Martin Weitzman has a new paper out that introduces the concept of a ‘free driver’ externality in the context of climate change responses:
Climate change is a global “free rider” problem because significant abatement of greenhouse gases is an expensive public good requiring international cooperation to apportion compliance among states. But it is also a global “free driver” problem because geoengineering the stratosphere with reflective particles to block incoming solar radiation is so cheap that it could essentially be undertaken unilaterally by one state perceiving itself to be in peril.
It’s a really interesting idea but can it really be described as an externality? The distinction is important because the way you frame the problem defines the solution.
He is saying that the actions of one state to combat global warming could affect other countries, imposing an externality upon them. The paper goes on to say that a governance mechanism to resolve conflicts is required and propose a particular solution. That’s all fine, but why does Weitzman refer to it as an externality? Technically, perhaps it is since the actions of one party affect the welfare of another. But the common usage of the term isn’t that general: an externality is usually an unpriced effect upon another party.

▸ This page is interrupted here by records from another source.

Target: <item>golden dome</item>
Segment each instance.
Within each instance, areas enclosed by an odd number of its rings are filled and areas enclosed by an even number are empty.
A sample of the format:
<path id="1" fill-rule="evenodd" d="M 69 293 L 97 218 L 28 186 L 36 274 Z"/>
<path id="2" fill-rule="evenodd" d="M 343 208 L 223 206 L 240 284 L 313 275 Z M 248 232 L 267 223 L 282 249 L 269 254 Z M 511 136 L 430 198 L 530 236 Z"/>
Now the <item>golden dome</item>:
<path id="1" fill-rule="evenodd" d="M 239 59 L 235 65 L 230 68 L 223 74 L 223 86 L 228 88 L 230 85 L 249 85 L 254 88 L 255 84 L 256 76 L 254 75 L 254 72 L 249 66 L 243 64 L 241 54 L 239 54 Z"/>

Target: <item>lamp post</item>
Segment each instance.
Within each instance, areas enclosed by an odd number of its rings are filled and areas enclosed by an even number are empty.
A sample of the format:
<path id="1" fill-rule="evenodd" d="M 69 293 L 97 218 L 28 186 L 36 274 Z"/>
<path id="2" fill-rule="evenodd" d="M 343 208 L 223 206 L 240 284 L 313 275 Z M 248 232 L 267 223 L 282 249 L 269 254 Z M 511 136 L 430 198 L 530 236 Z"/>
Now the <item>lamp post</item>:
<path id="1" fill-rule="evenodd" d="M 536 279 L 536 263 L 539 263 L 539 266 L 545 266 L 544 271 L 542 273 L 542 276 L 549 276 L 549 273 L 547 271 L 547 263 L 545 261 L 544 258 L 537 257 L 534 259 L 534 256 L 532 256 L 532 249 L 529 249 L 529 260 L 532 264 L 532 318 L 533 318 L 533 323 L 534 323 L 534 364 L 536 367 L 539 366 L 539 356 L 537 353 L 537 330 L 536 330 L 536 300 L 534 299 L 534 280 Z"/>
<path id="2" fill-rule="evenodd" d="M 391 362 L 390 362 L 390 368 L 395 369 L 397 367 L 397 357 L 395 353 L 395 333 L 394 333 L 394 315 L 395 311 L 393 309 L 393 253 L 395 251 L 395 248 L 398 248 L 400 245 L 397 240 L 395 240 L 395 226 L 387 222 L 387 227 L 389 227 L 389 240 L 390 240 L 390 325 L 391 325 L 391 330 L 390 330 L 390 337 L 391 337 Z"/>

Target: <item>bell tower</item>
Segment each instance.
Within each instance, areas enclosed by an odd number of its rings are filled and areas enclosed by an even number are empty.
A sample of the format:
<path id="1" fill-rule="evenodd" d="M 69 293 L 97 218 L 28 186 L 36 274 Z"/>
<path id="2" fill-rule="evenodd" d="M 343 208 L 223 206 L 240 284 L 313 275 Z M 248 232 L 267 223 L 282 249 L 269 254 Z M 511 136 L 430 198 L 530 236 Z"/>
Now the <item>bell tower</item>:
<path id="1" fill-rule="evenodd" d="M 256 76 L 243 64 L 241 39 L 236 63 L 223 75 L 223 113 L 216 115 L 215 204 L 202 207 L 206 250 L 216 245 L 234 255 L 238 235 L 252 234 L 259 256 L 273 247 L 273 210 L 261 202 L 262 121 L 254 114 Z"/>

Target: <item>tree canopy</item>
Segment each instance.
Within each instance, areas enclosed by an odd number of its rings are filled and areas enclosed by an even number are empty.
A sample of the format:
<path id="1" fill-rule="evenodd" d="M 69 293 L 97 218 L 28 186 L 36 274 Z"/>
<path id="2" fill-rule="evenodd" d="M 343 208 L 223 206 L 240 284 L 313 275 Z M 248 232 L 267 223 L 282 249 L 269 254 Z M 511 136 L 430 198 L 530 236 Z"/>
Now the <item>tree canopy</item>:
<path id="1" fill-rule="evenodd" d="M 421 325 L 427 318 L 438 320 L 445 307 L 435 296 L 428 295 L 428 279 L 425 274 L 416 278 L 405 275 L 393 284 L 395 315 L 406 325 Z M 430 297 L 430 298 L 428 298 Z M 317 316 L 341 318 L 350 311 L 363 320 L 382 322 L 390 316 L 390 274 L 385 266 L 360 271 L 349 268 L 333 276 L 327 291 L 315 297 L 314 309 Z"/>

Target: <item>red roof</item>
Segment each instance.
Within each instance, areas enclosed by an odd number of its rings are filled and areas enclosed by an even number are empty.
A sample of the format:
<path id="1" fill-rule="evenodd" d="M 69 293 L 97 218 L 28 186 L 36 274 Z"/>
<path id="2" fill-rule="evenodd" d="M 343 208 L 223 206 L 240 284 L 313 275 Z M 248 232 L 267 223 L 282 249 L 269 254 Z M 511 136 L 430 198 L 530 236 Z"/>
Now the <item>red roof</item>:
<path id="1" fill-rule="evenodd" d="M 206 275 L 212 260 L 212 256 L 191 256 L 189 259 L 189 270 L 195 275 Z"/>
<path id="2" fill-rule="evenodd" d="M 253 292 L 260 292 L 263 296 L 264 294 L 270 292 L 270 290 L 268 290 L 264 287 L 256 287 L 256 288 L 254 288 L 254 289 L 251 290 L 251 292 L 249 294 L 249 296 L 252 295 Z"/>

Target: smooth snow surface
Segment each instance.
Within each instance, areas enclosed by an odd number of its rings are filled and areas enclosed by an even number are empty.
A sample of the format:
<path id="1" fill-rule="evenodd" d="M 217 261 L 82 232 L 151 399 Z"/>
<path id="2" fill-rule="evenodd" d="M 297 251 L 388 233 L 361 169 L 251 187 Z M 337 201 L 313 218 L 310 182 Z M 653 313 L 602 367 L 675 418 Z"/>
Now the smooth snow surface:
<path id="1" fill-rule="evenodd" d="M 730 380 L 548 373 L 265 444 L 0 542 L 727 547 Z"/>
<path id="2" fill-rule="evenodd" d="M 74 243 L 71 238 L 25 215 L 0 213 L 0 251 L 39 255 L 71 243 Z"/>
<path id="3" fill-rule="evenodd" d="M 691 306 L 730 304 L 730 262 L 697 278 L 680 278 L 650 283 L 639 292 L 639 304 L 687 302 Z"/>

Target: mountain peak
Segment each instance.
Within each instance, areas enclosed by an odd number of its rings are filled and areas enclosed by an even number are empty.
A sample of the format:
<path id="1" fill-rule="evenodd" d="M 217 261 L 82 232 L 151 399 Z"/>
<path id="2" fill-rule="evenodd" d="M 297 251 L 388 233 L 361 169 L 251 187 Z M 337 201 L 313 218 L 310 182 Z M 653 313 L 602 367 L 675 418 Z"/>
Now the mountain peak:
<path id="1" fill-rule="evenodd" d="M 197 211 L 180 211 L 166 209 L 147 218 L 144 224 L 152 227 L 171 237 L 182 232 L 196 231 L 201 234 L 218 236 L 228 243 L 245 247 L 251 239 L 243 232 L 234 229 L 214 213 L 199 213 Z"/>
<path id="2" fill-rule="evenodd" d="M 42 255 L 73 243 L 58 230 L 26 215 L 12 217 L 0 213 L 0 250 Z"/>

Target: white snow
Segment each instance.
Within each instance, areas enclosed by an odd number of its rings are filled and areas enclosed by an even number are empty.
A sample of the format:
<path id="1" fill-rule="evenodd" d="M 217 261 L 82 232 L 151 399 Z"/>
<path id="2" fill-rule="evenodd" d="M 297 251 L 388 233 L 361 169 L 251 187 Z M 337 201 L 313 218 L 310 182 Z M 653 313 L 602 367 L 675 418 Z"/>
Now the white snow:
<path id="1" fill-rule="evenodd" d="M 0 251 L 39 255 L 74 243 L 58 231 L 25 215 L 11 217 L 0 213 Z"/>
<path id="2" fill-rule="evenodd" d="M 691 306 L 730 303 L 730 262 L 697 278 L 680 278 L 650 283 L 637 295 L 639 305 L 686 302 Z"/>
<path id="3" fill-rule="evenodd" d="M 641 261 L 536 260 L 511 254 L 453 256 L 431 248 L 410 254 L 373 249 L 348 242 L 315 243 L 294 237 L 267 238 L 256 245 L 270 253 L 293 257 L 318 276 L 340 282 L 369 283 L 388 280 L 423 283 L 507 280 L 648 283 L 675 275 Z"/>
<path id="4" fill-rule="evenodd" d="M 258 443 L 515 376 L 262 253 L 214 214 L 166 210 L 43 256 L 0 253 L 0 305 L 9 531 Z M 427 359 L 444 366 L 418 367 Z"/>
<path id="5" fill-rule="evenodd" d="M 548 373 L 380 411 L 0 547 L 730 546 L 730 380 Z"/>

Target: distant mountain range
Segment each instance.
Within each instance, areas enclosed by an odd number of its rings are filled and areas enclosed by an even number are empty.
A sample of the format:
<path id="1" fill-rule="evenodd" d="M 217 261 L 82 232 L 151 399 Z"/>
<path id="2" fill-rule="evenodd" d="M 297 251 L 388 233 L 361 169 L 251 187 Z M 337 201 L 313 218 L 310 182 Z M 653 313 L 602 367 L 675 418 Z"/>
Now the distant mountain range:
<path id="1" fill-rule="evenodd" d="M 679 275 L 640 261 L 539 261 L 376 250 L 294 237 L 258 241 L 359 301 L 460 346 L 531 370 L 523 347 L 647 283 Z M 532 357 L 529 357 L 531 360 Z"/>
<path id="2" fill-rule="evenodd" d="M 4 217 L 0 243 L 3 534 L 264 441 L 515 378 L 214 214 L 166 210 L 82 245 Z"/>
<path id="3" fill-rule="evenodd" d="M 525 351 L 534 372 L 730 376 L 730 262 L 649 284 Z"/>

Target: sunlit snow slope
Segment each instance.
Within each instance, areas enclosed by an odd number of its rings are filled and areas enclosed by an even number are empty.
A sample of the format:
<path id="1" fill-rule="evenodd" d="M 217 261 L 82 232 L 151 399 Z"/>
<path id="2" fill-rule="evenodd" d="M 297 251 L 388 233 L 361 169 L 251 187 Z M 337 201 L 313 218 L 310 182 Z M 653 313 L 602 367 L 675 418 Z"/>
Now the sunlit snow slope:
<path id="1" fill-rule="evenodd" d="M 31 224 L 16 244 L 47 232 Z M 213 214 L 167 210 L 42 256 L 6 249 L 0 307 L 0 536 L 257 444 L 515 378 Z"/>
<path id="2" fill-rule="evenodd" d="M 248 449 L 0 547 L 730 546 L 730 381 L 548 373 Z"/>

Is this free-driver effect unpriced? No. The cost to other countries is reflected in their efforts to cajole the free-driver out of geoengineering the atmosphere. There are many ways that they could threaten the potential free-driver to impose large costs upon it. The fact that Weitzman spends much of the paper developing a governance mechanism demonstrates that. If the effect were unpriced why would the potential free-drivers ever participate?